The authors are to be commended for this study which adds greatly to the knowledge base on the incidence and types of shoulder arthroplasty complications. This is very helpful when discussing the potential risks and benefits of shoulder arthroplasty with patients. The authors note in their discussion that the complication rates in this paper compare very favorably with older reports of high complication rates with rTSA, in part due to increased surgeon experience and improved implant design.

Historically, rTSA was introduced as a treatment option for patients with rotator cuff tear arthropathy, or end-stage osteoarthritis combined with an irreparable rotator cuff tear as aTSA in these patients is contraindicated due to high failure rates. With its great success, indications for rTSA have expanded to include revision shoulder arthroplasty, proximal humeral fractures and fracture/dislocations, inflammatory arthropathies, and even patients with an intact rotator cuff but advanced glenoid wear or in elderly patients. It is generally held that a well-performed aTSA with an intact rotator cuff will outperform a rTSA, but subscapularis healing does not always occur and rotator cuff tears develop even without trauma as the shoulder (and patient) ages.

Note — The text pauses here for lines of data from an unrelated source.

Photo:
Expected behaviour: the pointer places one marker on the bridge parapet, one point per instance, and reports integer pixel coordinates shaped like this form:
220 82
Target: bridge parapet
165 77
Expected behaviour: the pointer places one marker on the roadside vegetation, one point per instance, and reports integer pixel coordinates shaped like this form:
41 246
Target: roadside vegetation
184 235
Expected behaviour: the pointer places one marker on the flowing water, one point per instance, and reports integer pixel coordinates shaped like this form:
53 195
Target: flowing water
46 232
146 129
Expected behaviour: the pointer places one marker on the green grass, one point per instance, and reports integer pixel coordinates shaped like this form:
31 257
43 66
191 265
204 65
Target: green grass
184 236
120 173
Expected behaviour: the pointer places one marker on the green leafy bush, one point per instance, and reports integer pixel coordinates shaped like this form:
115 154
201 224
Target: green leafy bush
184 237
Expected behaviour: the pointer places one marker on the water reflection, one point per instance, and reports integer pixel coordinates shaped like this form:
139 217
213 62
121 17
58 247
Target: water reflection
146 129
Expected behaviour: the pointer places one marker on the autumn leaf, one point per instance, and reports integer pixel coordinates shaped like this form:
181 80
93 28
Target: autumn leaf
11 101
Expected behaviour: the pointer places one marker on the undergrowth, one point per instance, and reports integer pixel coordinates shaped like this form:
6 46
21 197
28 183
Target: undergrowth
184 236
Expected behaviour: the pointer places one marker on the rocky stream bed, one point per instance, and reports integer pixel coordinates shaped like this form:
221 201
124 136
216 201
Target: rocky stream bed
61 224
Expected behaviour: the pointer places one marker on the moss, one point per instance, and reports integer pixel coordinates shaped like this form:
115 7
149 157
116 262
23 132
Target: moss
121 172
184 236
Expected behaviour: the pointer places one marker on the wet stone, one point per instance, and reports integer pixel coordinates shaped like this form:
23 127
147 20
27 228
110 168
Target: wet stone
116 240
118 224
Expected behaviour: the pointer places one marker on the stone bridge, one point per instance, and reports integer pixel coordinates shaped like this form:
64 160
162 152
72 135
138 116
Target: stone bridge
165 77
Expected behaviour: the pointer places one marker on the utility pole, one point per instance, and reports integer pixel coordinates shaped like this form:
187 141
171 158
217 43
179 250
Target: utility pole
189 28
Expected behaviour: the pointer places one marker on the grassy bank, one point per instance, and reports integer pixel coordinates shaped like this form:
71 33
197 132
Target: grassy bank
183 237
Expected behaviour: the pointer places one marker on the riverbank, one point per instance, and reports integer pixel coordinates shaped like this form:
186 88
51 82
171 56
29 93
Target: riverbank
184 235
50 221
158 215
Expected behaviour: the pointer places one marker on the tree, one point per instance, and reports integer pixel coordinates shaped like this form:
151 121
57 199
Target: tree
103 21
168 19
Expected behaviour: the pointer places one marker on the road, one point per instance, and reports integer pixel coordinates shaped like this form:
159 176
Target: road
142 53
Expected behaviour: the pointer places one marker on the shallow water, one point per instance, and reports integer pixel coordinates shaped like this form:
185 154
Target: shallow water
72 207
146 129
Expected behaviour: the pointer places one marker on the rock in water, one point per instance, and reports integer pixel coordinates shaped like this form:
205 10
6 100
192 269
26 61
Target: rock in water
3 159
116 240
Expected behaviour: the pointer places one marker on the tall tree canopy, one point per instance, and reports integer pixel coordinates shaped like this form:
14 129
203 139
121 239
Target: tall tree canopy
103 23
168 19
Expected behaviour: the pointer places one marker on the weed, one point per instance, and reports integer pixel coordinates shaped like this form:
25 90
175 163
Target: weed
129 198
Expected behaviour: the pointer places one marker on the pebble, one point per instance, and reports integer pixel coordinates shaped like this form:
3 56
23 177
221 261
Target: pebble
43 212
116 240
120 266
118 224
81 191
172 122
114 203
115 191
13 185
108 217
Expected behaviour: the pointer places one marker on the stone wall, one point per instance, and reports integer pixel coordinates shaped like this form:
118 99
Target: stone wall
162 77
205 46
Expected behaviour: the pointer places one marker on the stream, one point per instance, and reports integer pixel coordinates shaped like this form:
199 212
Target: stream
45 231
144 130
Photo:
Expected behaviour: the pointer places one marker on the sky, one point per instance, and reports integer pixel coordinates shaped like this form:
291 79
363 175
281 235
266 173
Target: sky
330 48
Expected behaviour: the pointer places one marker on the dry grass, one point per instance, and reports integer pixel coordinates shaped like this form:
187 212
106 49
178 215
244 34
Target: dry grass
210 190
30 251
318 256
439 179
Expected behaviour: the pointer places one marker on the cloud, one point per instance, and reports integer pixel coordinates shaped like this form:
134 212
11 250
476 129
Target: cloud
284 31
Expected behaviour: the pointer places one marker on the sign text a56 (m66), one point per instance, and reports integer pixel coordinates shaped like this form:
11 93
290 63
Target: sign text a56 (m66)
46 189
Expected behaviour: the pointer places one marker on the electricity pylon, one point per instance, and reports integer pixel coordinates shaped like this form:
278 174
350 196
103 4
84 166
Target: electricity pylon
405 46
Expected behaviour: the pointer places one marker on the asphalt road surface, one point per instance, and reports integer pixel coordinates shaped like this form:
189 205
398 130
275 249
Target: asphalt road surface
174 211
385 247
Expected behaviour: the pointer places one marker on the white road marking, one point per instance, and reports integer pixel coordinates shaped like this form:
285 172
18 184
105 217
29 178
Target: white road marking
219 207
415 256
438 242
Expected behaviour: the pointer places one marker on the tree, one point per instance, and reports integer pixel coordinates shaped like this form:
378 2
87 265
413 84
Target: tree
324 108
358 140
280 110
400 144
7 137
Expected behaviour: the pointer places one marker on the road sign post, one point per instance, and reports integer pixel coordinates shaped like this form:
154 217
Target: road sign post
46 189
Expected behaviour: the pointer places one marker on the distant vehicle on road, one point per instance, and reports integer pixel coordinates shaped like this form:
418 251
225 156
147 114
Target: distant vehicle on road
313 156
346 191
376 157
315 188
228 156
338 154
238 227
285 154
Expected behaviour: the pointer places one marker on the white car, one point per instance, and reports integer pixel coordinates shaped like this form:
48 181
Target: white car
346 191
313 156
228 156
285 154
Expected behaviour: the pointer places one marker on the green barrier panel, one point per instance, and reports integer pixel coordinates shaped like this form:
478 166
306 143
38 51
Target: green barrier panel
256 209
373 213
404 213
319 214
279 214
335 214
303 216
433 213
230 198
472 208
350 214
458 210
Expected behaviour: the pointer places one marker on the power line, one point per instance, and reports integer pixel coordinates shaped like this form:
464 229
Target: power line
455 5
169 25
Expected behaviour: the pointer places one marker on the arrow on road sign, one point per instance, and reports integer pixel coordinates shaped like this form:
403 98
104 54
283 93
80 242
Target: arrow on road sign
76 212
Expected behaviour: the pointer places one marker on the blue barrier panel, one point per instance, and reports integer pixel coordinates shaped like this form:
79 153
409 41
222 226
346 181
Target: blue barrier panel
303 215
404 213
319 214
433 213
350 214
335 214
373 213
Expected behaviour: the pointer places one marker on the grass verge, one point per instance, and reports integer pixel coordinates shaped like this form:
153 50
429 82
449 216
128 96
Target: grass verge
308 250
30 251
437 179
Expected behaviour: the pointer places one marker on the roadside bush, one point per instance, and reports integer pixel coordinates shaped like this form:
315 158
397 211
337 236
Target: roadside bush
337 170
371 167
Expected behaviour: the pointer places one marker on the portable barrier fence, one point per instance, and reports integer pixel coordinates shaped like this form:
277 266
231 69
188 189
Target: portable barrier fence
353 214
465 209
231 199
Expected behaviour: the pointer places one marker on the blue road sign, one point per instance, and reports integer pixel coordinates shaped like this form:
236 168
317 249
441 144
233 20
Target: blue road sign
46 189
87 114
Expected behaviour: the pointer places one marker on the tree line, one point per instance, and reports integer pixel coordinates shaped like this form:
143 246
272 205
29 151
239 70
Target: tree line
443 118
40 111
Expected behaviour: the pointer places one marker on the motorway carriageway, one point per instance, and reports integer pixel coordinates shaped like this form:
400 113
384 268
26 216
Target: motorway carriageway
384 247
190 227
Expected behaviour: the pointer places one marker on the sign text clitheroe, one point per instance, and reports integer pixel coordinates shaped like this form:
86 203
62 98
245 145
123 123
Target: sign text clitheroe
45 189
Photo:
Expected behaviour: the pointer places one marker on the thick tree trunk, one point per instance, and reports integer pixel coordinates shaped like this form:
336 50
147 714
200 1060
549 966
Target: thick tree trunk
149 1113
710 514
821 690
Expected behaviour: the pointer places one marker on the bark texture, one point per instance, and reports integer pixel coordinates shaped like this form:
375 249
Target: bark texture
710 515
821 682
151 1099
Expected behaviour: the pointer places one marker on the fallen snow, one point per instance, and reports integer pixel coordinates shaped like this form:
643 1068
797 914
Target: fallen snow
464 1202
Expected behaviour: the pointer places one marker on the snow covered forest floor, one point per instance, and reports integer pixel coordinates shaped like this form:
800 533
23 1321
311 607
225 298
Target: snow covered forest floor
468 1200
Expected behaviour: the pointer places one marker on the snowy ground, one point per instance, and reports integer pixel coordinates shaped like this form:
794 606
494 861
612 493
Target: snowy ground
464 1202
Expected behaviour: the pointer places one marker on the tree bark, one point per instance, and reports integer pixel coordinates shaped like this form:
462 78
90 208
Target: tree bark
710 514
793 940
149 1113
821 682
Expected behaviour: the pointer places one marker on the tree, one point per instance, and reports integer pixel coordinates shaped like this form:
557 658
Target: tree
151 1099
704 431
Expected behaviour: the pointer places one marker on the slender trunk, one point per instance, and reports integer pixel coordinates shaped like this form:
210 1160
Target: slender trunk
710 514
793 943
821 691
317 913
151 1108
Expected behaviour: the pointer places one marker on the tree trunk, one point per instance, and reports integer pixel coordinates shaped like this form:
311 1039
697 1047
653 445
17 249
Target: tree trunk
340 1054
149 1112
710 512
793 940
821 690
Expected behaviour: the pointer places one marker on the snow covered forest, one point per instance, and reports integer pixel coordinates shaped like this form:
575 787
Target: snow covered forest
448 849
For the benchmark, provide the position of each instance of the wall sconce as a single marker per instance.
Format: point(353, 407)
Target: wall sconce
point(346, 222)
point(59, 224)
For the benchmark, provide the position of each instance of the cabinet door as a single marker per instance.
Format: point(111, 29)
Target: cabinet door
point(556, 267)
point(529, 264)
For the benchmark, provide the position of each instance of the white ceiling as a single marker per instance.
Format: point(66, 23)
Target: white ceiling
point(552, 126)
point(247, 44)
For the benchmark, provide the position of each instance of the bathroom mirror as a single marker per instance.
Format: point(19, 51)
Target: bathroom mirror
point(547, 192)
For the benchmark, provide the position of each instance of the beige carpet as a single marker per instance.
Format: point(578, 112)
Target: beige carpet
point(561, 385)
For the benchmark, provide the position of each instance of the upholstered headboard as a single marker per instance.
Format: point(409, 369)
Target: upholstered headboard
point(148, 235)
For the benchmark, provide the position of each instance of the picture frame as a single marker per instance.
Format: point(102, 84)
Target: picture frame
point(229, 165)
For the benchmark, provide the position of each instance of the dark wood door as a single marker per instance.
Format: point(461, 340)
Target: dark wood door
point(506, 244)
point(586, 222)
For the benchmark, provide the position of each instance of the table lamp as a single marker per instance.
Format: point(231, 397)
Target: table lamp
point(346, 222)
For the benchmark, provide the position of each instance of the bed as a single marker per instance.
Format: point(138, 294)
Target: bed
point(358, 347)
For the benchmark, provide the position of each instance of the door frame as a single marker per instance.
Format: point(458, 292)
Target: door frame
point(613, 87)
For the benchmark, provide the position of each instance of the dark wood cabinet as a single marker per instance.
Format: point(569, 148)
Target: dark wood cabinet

In some clinical settings, aTSA and rTSA are both a viable option for the patient and understanding the different complication rates and their frequencies will help surgeons better counsel their patients to determine the appropriate implant. Predictive analytics, utilizing machine learning and large patient databases such as this, may further help with this decision-making. Predict+ is such a software. Predict+ utilizes a few simple questions regarding the patient’s pain, their demographics, diagnoses, comorbidities, and range of motion to apply algorithms tested through machine learning to “predict” the patient’s expected improvement in range of motion and function with aTSA and rTSA and provides their predicted complication rates and types. This, in effect, personalizes the results of this paper to an individual patient. This information, combined with preoperative planning and intraoperative navigation to optimize implant placement, can lead to reproducibly improving outcomes and reducing complications. The future of shoulder arthroplasty may be upon us.

References

  1. “Comparison of complication types and rates associated with anatomic and reverse total shoulder arthroplasty.” Stephen A. Parada, MD, Pierre-Henri Flurin, MD, Thomas W. Wright, MD, Joseph D. Zuckerman, MD, Josie A. Elwell, PhD, Christopher P. Roche, MSE, MBA, Richard J. Friedman, MD. J Shoulder Elbow Surg, (2021) 30, 811-818.